The Tax Expenditure Commission, formed last year by Gov. Deval Patrick and the Legislature, unanimously approved a final report that calls for fewer and less generous tax breaks in the future and a periodic review of all existing breaks to make sure they are achieving worthwhile goals.

The panel, chaired by Secretary of Administration and Finance Jay Gonzalez, examined a vast array of tax breaks, including exemptions, credits and deductions apart from the state's normal tax code.

Gonzalez, in a statement, said the report is a "comprehensive roadmap" to reforming the system.

"We must do everything possible to ensure that every taxpayer dollar is being invested as effectively as possible -- and that includes taxpayer dollars we choose to invest in the form of tax breaks," he said.

An analysis last year by state Auditor Suzanne Bump of 92 business tax breaks, some in existence for decades, found that only a handful had mechanisms for reviewing their effectiveness or recouping lost revenue if the exemptions failed to produce an economic benefit to the state.

Bump called Monday's final report "a major advance in government accountability."

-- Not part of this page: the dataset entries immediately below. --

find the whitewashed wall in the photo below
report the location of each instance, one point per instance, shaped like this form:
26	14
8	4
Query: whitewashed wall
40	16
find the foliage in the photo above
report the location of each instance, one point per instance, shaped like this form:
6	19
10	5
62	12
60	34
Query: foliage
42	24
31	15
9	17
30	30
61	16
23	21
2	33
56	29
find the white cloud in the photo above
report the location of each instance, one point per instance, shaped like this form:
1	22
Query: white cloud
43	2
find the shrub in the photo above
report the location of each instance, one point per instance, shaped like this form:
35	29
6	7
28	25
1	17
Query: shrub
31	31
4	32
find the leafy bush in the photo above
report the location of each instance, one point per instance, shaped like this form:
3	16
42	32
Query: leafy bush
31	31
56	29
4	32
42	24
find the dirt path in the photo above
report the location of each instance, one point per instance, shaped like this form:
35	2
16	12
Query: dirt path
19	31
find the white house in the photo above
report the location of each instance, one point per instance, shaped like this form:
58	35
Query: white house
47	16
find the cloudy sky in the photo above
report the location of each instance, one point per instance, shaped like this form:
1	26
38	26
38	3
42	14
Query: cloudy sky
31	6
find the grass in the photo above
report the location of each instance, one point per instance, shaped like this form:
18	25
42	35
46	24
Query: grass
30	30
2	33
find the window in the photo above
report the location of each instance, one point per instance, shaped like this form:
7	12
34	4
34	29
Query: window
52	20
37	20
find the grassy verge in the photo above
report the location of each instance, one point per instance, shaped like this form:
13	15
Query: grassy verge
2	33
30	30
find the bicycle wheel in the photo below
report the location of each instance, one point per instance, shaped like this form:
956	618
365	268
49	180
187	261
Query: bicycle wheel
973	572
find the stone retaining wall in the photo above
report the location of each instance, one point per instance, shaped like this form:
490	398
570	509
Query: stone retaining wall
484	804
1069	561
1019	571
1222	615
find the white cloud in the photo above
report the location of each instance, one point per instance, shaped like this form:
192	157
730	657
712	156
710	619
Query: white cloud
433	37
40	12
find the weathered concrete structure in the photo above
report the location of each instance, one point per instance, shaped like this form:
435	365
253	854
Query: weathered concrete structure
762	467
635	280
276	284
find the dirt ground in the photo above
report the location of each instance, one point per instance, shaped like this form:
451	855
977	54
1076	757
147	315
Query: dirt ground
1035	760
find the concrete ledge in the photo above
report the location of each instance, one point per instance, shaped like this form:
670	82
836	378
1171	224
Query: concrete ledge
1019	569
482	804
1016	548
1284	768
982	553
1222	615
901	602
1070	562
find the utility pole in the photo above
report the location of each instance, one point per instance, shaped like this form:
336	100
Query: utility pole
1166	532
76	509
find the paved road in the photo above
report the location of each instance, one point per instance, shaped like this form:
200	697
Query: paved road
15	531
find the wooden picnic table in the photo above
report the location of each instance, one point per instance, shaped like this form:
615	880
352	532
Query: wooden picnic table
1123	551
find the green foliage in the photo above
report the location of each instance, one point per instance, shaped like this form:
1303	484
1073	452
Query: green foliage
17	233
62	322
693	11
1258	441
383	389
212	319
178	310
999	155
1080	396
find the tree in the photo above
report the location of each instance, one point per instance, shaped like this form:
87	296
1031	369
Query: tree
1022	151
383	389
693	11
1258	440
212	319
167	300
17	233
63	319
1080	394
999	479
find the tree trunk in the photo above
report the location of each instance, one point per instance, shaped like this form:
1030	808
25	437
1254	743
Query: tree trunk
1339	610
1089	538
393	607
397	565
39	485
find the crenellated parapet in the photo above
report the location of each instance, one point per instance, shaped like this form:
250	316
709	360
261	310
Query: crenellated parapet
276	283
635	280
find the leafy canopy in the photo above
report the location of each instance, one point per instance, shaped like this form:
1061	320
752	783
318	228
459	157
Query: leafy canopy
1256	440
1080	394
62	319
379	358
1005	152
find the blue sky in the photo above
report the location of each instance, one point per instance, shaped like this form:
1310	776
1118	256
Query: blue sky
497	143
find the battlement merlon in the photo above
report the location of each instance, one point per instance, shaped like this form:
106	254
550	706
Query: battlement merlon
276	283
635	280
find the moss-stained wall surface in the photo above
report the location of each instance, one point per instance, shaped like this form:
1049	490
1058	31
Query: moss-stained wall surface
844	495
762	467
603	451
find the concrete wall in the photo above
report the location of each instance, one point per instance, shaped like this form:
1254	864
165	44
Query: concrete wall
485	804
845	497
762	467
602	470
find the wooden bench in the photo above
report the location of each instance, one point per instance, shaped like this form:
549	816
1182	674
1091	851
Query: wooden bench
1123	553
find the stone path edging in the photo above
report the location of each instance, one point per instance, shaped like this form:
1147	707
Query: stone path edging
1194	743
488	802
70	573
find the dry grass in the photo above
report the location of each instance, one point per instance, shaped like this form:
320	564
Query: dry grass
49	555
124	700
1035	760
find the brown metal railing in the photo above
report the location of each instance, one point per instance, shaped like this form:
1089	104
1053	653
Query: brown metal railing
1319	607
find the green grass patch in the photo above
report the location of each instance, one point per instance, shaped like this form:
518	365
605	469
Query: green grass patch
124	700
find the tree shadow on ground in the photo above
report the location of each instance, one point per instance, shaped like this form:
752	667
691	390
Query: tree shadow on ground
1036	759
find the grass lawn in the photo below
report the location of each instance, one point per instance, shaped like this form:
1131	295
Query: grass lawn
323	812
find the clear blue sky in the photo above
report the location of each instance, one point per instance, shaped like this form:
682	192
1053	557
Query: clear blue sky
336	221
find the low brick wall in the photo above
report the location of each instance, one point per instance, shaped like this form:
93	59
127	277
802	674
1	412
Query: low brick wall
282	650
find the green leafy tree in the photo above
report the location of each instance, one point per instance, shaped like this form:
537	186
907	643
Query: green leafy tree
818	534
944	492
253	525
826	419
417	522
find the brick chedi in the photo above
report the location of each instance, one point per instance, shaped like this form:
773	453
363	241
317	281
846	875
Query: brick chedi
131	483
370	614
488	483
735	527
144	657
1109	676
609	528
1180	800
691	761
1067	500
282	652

The state has estimated that when all the various tax incentives and exemptions are added up, Massachusetts is forgoing about $26 billion in revenue, which exceeds the total amount of taxes the state is expected to collect in the current fiscal year.

The bipartisan commission, including state officials, lawmakers and economists, met nine times since October. Among its recommendations:

-- Reducing the overall number and cost of tax breaks and basing future breaks on a specific set of criteria that would be established in the future by the governor and Legislature.

-- Requiring an automatic, periodic review of all tax breaks, known as a "sunset" provision. Discretionary "grant-like" tax breaks would be reviewed every five years for their effectiveness.

-- Establishing "clawback" provisions, which allow the state to recoup all or a portion of the value of tax breaks if recipients fail to live up to commitments they have made.

The state's policy on tax breaks came under fresh scrutiny last year when Evergreen Solar closed a factory at a former military base in Devens and laid off hundreds of workers after receiving more than $30 million in direct grants and tax and lease breaks. The company later filed for bankruptcy.